Somewhere in the midst of IMMORTAL’s grand triumph in the early 2000s, when the blackened throne of Blashyrkh had been set upon the ruin and corpses of rival and ally alike, the emperor looked down at his conquered empire and decided to claim another one. But not long after flying the flag of triumph in a more measured, reminiscent manner via “I”, the old tyrant spread his raven cloak and returned to place his boot upon the neck of all whom oppose, and with it came a live album containing 11 unfettered celebrations of past conquests. And one thing becomes clear from the selected anthems of dark glory; these three kings of northern darkness have a very preferentially based view of their own past.

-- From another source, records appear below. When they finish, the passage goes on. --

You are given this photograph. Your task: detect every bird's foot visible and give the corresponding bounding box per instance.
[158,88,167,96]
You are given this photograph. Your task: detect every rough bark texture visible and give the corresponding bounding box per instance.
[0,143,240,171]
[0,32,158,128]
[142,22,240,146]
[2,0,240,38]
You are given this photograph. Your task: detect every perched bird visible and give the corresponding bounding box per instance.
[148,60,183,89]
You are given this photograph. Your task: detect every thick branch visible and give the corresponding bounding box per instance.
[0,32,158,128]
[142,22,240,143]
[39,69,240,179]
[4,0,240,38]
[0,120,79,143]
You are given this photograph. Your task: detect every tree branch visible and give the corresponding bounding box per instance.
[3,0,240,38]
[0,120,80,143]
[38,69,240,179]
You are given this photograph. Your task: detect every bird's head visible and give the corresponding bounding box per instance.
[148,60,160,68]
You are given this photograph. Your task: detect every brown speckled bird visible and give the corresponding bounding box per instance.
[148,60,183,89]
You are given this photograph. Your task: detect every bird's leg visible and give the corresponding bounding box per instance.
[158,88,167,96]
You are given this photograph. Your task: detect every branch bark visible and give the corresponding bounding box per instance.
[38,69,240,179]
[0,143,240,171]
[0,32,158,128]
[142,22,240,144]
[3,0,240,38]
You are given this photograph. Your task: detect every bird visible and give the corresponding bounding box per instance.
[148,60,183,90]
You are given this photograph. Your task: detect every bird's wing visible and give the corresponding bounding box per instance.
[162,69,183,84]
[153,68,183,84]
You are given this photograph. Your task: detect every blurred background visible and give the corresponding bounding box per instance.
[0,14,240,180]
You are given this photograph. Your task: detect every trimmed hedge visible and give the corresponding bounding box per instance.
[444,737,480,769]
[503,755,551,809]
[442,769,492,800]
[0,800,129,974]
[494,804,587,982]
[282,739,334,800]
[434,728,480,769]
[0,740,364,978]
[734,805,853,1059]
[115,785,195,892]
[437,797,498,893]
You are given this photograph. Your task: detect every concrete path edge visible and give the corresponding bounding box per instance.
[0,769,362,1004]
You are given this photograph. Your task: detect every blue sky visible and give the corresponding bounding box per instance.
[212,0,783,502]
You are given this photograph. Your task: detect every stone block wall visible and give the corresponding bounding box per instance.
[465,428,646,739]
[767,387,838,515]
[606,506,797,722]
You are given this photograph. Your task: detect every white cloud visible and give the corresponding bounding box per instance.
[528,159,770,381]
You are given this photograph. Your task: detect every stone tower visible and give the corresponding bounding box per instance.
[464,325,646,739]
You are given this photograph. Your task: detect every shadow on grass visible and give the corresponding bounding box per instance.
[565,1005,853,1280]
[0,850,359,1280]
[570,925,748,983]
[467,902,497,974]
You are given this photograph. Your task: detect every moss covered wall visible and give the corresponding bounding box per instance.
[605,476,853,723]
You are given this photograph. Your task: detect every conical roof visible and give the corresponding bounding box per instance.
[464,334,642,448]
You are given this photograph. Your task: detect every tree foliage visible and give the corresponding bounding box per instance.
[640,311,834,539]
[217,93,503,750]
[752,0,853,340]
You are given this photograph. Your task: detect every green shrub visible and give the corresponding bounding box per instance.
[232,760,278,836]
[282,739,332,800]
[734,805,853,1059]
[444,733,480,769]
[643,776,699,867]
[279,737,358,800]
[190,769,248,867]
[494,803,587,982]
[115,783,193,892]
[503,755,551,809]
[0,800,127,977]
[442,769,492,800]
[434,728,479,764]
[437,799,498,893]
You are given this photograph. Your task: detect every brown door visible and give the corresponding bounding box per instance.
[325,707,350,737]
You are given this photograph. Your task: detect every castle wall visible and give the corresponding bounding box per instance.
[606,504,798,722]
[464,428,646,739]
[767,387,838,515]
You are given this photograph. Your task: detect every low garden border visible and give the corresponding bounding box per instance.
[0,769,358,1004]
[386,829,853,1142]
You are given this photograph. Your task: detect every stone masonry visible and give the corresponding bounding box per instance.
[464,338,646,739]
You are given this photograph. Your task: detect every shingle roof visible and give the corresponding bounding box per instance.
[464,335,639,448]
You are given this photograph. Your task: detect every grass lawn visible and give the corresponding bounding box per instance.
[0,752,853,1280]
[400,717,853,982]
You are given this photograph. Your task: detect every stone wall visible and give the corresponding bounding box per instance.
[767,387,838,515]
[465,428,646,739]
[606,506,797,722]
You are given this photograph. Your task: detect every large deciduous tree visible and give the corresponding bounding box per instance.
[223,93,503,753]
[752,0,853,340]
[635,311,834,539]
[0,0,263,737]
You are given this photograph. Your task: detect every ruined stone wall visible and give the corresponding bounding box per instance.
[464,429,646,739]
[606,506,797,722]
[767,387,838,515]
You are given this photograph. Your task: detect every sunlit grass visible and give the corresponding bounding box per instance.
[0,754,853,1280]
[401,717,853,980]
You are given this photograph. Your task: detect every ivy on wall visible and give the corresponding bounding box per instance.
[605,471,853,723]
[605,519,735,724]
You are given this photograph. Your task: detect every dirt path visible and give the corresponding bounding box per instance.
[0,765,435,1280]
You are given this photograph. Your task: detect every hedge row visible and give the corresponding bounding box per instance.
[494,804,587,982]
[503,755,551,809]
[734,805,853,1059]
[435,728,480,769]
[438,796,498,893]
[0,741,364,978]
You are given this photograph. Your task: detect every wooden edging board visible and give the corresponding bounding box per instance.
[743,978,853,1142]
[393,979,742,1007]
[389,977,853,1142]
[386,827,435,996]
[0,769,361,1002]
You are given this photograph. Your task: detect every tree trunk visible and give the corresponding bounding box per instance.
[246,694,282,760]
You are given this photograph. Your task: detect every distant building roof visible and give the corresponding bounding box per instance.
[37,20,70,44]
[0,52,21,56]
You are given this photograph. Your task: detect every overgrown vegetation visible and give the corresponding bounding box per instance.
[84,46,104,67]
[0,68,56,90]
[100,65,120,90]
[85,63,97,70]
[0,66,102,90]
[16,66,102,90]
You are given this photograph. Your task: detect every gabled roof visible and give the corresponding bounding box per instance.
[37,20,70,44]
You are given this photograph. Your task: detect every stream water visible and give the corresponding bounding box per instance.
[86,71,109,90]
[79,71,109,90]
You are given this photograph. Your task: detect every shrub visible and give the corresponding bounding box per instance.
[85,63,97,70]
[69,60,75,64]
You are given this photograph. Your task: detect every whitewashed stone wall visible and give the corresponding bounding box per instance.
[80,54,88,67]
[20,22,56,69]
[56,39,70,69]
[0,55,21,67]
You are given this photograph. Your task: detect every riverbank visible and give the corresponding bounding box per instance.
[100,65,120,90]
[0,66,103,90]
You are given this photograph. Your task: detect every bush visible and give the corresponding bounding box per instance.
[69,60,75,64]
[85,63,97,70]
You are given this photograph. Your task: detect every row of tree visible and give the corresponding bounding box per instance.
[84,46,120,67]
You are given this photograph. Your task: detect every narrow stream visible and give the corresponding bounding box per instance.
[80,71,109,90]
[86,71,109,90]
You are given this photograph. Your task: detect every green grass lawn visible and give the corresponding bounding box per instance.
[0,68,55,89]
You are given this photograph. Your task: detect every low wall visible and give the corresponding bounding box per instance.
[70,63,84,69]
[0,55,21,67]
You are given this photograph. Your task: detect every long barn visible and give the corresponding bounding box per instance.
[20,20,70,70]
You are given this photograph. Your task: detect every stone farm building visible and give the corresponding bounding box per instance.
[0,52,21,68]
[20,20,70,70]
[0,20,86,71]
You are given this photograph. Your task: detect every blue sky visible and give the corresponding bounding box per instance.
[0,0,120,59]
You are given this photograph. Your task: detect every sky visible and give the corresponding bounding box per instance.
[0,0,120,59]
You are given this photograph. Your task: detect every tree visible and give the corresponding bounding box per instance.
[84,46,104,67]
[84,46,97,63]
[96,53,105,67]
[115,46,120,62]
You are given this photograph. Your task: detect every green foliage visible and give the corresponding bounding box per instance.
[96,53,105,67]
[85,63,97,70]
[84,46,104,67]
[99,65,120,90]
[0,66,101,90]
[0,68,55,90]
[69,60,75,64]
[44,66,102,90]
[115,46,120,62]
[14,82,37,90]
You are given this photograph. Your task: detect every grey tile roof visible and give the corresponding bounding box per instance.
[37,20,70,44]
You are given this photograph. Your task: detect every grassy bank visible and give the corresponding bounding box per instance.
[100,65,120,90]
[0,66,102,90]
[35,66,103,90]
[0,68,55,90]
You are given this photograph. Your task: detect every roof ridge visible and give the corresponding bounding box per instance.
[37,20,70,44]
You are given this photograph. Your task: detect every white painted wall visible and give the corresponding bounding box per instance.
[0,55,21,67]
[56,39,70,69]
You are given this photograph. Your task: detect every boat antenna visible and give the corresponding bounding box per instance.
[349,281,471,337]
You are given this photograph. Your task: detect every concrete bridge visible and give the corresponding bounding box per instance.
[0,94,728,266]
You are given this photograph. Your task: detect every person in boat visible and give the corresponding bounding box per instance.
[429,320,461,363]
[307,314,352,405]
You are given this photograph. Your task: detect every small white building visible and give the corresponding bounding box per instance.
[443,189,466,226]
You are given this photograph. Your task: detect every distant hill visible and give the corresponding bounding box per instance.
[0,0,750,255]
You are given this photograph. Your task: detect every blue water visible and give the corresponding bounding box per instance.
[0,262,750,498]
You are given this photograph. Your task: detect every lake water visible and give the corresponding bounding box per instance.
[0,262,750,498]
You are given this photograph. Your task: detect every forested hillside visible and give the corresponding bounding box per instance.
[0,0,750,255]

If there is one thing that marks “The Seventh Date Of Blashyrkh”, it is a desire to keep the hordes of warrior cultists pleased, hence an absence of any transitional album offerings. Indeed, the olden days of BATHORY praise that were “Diabolical Fullmoon Mysticism” present a different picture of the band as mischievous warlocks rather than grand heroes under the raven’s mark, and clash with the modern Death/Thrash infused character that started taking hold on “Battles In The North”. By the same token, the over Death Metal nods to MORBID ANGEL and other early Florida outfits heard on “Blizzard Beasts” carry a different feel than the measured chaos of “At The Heart Of Winter” and beyond.
In short, what emerges here is two heavily contrasted embodiments of IMMORTAL, manifesting as both the body in their latter day works, and its shadow via the offerings off of “Pure Holocaust” and “Battles In The North”. The dominant of these two comes off at its strongest during the renditions of various songs from “Sons Of Northern Darkness”, with perhaps the aforementioned album’s title track being the zenith of what captures the spirit of this performance. It’s a powerful, cohesive balance of epic sounds and chaotic blasts, culminating in Abbath’s frosty growl and chilling riff work. This is a genre of Metal that generally doesn’t lends itself to being well accomplished with one guitar in the live setting, but here the whole arrangement sounds dense and complete, even during the occasional lead breaks where only bass and drum keep up the background.
But the strongest element at play here is the band’s semi-theatrical tendencies, providing a modern answer to the riveting imagery put on by KISS three decades prior. Pyrotechnics and smoke machines are employed with almost the same level of exaggeration as a typical METALLICA or GUNS N’ ROSES concert. The chief ingredient that puts this over the top, and one that is often lost when viewing a number of live concerts in this genre, is the darkness of night draped over the stage and audience. This is a style that, even when in the most accessible merging of Quorthon’s occult and Viking themes, requires a dark atmosphere to truly grip the audience and communicate the implicit sentiments of the genre. Dare I say, no Black Metal band should ever perform live unless at night, and in this respect, one of the consequential pioneers of the second wave has not forgotten where they’ve come from, though their sound has evolved a good bit.
This DVD could not have been better and more appropriate to its subjects, though the absence of a handful of irrefutable classics, including a few lost souls from the “Blizzard Beasts” album, does detract a slight bit. Abbath and company are about as into their craft as can be expected, never missing a note, nor a morose muttering between the blinding flurry of tremolo riffing and blasting. Not to mention that the guitar tone on here is a perfect recreation of the studio sound that has typified the band since “At The Heart Of Winter”. Sharpen your swords, grab your Nordic war paint and prepare minions of Blashyrkh, yet another mystical outing into the snowy landscapes of eternal night awaits.